Final Report of "New Summary Statistics API for Java 8 streams (GSoC 2023)"

gsoc-2023-summary-statistics.md

Author: Anirudh Joshi

email: janirudhg@gmail.com

Github profile: ani5rudh

Mentors:

• Alex Herbert
• Gilles Sadowski
• Bruno Kinoshita

Project Description

The goal of this project was to design a new and updated summary statistics API based on the summary statistic implementations in the Commons Math stat.descriptive package. The project aimed to be a library of common statistics functions in line with the latest developments in the Java language, in particular Java's functional programming syntax.

Commons Math is a library of lightweight, self-contained mathematics and statistics components addressing the most common problems not available in the Java programming language or Commons Lang. It had grown too large, become hierarchically complex and interdependent for the commons mission. The new API for the summary statistics which uses Java's functional programming features takes advantage of stream pipeline optimization, parallel processing, lazy evaluation, and code readability.

The project included:

• Providing individual implementations of the descriptive stats with extensive documentation and testing.
• Providing a combine functionality to compute the combined statistic of two partially computed stats.
• Bettering the architectural design of the descriptive package.
• Providing a builder/aggregator class which would compute multiple stats.

Project Progress

• The following stats were implemented, documented and tested:
  1. Minimum
  2. Maximum
  3. Sum
  4. Mean
  5. Variance
• The combine functionality was provided for the above stats.
• The module now makes use of the java.util.stream package and its various methods such as map and reduce.
• During the computation of the sum statistic, a bug was encountered in the commons-numbers module when adding 2 special values (see NUMBERS-200).

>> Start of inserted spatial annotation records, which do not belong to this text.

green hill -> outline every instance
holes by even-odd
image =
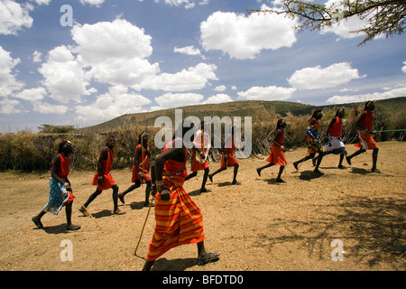
[[[377,104],[377,110],[392,111],[392,113],[403,113],[406,111],[406,98],[397,98],[390,99],[383,99],[375,101]],[[330,108],[333,110],[338,107],[352,108],[358,107],[363,108],[363,103],[348,103],[343,105],[331,106],[310,106],[296,102],[288,101],[264,101],[264,100],[247,100],[247,101],[234,101],[221,104],[208,104],[196,105],[179,107],[182,109],[183,117],[194,116],[199,119],[204,117],[252,117],[253,121],[263,112],[273,111],[281,116],[285,116],[291,112],[294,116],[311,115],[316,108]],[[171,119],[174,119],[175,108],[162,109],[145,113],[127,114],[115,117],[109,121],[80,129],[83,132],[106,132],[114,130],[117,127],[131,127],[133,126],[153,126],[155,119],[158,117],[166,116]]]

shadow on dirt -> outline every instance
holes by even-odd
[[[333,207],[333,208],[332,208]],[[406,203],[392,198],[351,197],[339,204],[318,210],[326,211],[323,219],[308,221],[274,219],[269,225],[270,232],[283,228],[288,234],[271,236],[259,234],[254,247],[267,247],[270,252],[277,244],[297,243],[316,248],[309,254],[319,254],[323,258],[331,252],[330,243],[340,239],[346,252],[357,263],[369,266],[381,262],[390,263],[394,270],[405,270],[406,257]],[[325,258],[325,256],[324,256]]]

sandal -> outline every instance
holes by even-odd
[[[208,253],[205,255],[204,257],[198,257],[198,266],[203,266],[206,265],[208,263],[211,263],[211,262],[217,262],[220,259],[219,257],[219,254],[217,253]]]
[[[32,217],[32,221],[39,228],[43,228],[42,223],[41,222],[41,219],[38,217]]]
[[[81,207],[79,209],[79,211],[83,214],[84,217],[88,217],[89,214],[88,213],[88,211],[86,210],[86,209],[84,207]]]

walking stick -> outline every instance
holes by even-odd
[[[144,155],[143,155],[143,140],[141,141],[141,158],[143,159],[143,164],[142,164],[142,169],[143,169],[143,175],[144,173],[143,171],[143,163],[145,162],[144,160]],[[141,187],[143,188],[143,182],[145,180],[145,176],[143,176],[143,180],[141,180]]]
[[[308,154],[306,154],[306,155],[305,155],[305,157],[304,157],[303,159],[307,158],[308,155],[309,155],[309,152],[308,152]],[[304,163],[304,162],[300,162],[300,163],[299,163],[299,166],[298,166],[298,172],[299,172],[299,169],[300,168],[300,165],[301,165],[303,163]]]
[[[72,192],[70,191],[70,193],[72,193]],[[78,200],[78,197],[75,196],[73,193],[72,193],[72,196],[73,196],[73,198],[75,198],[76,200],[78,200],[78,201],[79,202],[79,204],[82,205],[82,208],[85,208],[85,210],[86,210],[86,211],[88,212],[88,214],[92,218],[92,219],[93,219],[93,220],[95,221],[95,223],[98,226],[98,228],[102,228],[101,226],[100,226],[100,224],[97,223],[97,221],[96,220],[95,218],[93,218],[92,214],[90,214],[90,212],[88,210],[88,209],[86,209],[86,207],[83,206],[83,204],[82,204],[82,202],[80,201],[80,200]]]
[[[137,246],[135,247],[135,251],[134,252],[134,256],[137,256],[138,246],[140,245],[141,238],[143,237],[143,229],[145,228],[146,221],[148,219],[148,217],[150,216],[150,210],[151,210],[151,207],[152,207],[153,200],[154,200],[154,198],[152,197],[152,200],[150,201],[150,204],[148,206],[148,213],[147,213],[147,216],[145,218],[145,221],[143,222],[143,229],[141,230],[140,238],[138,238],[138,243],[137,243]]]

This was fixed in PR-136.

Future Work

• The builder class is yet to be implemented based on the individual stats. This should be done in an efficient way so that the stats computed can be reused by other stats if possible. For example, the variance can reuse the mean and sum-of-squares statistics if they are co-computed.

• The stats sum of squares and sum of logs and their related stats, quadratic mean and geometric mean have to be implemented. These are very similar to the stats sum and mean respectively, and can be implemented using the same design as that of the sum and mean stats.

Project Challenges

• The combine functionality was not present in the commons-math module. The process of combining two instances of a statistic took a significant amount of time, particularly when dealing with mean and variance, due to the need to consult research papers and online artciles for the relevant formulae.

• The test cases from the commons-math module were not sufficient to identify issues with the original implementation. Adding more test cases with extreme edge values highlighted problems with the implementation that needed to be addressed. I encountered many issues related to the computation of stats for the data which included special values (Double.MAX_VALUE, Double.MIN_VALUE, Double.POSITIVE_INFINITY and Double.NEGATIVE_INFINITY). Resolving these issues helped me to redesign and improve the efficiency of the code.

• I encountered complications when dealing with overflow in the context of large values. I learnt a lot about double value overflows and techniques to prevent them like scaling. It was also challenging to find a right balance between efficiency and accuracy while computing the statistics for large input values.

Project Issues and Merged Pull Requests

STATISTICS-54:

The initial discussion before submitting the proposal was held in the above JIRA ticket. A proof of concept was also provided as part of the proposal.

STATISTICS-71:

Implementation of univariate statistics:

• PR-46: Added the base interfaces and implemented the minimum statistic.
• PR-49: Maximum statistic implementation.
• PR-50: Sum statistic implementation.
• PR-51: Mean implementation.
• PR-52: Variance implementation.

NUMBERS-200:

This ticket was created for the bug report when adding two Sum instances containing special values. Here's the associated PR submitted to fix this bug.

Key Takeaways:

• How to raise PR's and I now have a better understanding of git.
• Learnt the declarative style of programming and Java's functional programming features.
• How to debug and fix code issues.
• Learnt JUnit5 and how to meet the coverage checks.
• Studied various algorithms and their advantages and disadvantages while computing the stats Sum, Mean and Variance.
• Improved my understanding of floating-point numbers and their representation and also learnt about unit in the last place (ulp).
• The importance of documentation.
• How to work and contribute to the open-source community.

Acknowledgements:

I am incredibly grateful for the chance to take part in GSoC and contribute to The Apache Software Foundation. This was a great opportunity to develop my programming skills.

I am incredibly appreciative of my mentors for their continual support, thorough code reviews, and participation in regular discussions to answer my queries. Special mention to my mentor Alex who helped me a great deal in understanding the various overflow issues and guided me to resolve those. He also provided a great deal of information regarding the various algorithms for computing the stats which really aided me to get a better understanding of those.

The Apache community has been very helpful and their efforts to improve developer experience has made me very grateful to be a part of their organization.